Cardinal Scola prefers the term "mixing of civilizations," which he uses to describe the increasingly rapid process by which cultures are being thrown together through immigration, a globalized economy, the modern mass media, the Internet and even biotechnological research.

One consequence, he said, is an urgent need for dialogue between religions, especially Christians and Muslims. But members of the Oasis board said it must be a dialogue that above all takes into account local circumstances, and which does not sacrifice beliefs in the name of tolerance.

Nikolaus Lobkowicz, a Czech-born philosopher who directs an institute for studies on Central and Eastern Europe, said the task of integrating Muslim immigrants is posing serious questions for the traditionally Christian populations of Europe.

"Millions of Muslims are afraid to integrate because they're afraid to lose their identity, or to have their children educated in a way they don't agree with. Europe needs to find a way to integrate Muslims without threatening them," he said.

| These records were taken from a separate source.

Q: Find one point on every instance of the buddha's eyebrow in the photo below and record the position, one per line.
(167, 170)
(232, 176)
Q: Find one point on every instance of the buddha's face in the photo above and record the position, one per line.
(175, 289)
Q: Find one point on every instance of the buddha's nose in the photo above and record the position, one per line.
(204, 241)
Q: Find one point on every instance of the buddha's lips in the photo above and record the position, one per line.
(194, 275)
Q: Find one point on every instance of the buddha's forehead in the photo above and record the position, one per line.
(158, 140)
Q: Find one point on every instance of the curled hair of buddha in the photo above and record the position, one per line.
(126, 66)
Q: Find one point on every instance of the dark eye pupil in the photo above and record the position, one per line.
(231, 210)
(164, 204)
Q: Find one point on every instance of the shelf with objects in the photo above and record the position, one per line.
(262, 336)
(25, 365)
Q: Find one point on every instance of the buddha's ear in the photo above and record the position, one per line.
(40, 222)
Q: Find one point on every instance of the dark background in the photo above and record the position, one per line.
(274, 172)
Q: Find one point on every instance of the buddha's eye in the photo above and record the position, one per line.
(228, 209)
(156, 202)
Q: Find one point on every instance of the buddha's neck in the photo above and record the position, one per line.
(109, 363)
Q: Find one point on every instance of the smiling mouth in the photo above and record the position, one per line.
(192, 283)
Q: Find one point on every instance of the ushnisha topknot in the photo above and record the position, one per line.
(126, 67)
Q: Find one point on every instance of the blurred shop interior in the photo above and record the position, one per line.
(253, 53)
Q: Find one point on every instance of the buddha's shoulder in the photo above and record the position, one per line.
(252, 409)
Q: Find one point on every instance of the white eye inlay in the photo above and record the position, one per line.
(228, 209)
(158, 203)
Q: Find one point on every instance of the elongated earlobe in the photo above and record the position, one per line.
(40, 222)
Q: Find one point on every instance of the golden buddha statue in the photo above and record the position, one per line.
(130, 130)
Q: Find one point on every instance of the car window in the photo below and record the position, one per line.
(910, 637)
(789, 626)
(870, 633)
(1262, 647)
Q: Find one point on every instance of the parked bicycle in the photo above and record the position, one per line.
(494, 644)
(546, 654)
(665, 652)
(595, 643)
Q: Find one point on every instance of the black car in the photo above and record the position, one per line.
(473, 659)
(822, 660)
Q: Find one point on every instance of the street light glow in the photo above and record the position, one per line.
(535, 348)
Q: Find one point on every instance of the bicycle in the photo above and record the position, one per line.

At the same time, Lobkowicz said the West has to be careful when it promotes the ideal of tolerance as a key to successful integration.

He said one of the greatest problems of modern times was how to educate young people into tolerance without letting it slide into indifference -- indifference toward truth, toward what is morally good or toward values.

The Oasis group heard a report from Jesuit Father Franz Magnis-Suseno, who has worked in Indonesia for more than 40 years. He, too, cautioned against generalizing about the Muslim world.

Father Magnis-Suseno said that despite highly publicized acts of violence against Christian targets in Indonesia several years ago, as well as several years of ethnic and religious conflict in certain provinces, the church's relationship with Muslims has probably never been closer than today.

He said Christian relations with the country's biggest Muslim organization, Nahdlatul Ulama, have improved, and on Christmas and Easter night Nahdlatul Ulama militias now protect many Christian churches from possible terrorist attacks.

"I cannot use the expression 'persecution of Christians.' I don't think this has happened. You need to look very carefully at the situation (in Indonesia)," he said.

While the Oasis group was also very cautious about attributing terrorism to religious factors, they were very much aware that terrorist acts can impact interreligious dialogue.

During their meeting, Cardinal Scola apologized to Egyptian participants for making them come to Venice. The encounter was originally scheduled for Cairo, but was switched for security reasons after two bombings in April killed seven people in tourist areas of the Egyptian capital.